Frankreichs gespaltene Rechte bleibt unentschieden

Am vergangenen Dienstag schrieb ich, dass die Mitglieder der größten konservativen Partei Frankreichs, der UMP, der Versuchung einer mit rechtsradikalen Ansätzen sympathisierender Politik nachgegeben haben. Damals schien es, als habe Jean-François Copé mit einem hauchdünnen Vorsprung von 0,03 Prozent die Wahl gewonnen. Bereits am darauffolgenden Tag war klar: Der Vorsprung ist nicht gesichert.

François Fillon, Copés innerparteilicher Konkurrent bei der Urwahl, entdeckte mit seinem Team, dass drei französische Überseedepartements nicht ausgezählt worden. Mit deren Stimmen sieht er sich selbst vorne – mit einem Vorsprung von 24 Stimmen. Um den Prozess in geordnete Bahnen zu leiten, schlug er den Mitbegründer und ersten Vorsitzender der UMP, Alain Juppé, als Interimspräsident vor. Copé, der als Sieger bereits ausgerufen war, wehrte sich mit allen Mitteln, sprach Juppé jedwede Legitimation ab.

Am Donnerstag musste sich Copé jedoch geschlagen geben. Erst einmal bleibt die UMP führungslos, Juppé wird eine Kommission leiten, die die Stimmen erneut auszählt. Danach wird ein Ergebnis präsentiert, was derzeit völlig offen ist.
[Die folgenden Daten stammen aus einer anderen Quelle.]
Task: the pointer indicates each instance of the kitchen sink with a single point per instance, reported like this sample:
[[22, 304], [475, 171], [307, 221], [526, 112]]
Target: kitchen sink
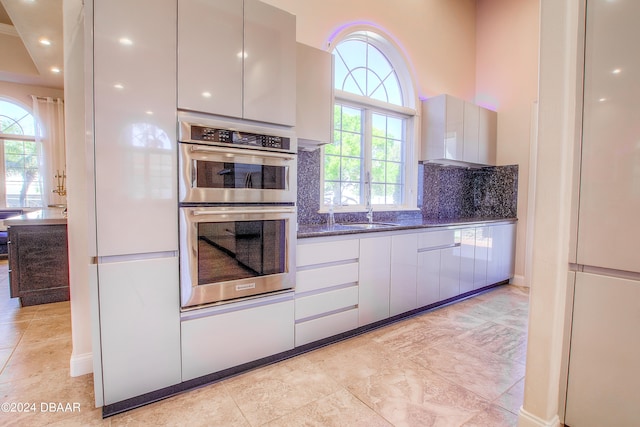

Entweder wird einer der beiden Kandidaten, schwer beschädigt und mit einem hauchdünnen Vorsprung, zum UMP-Präsidenten oder Juppé empfiehlt Neuwahlen. Beides wird die UMP voraussichtlich schwer beschädigt zurücklassen.

Frankreichs Linke freuen sich darüber. Obwohl sie bereits etliche Punkte ihres Wahlprogrammes verwirklicht haben, steht ein Großteil der Bevölkerung ihnen bereits nach sechsmonatiger Regierungszeit feindlich gegenüber. Eine starke rechte Opposition hätte schnell schmerzhaft werden können. Mit einer zerlegten UMP lässt es sich deutlich einfacher regieren.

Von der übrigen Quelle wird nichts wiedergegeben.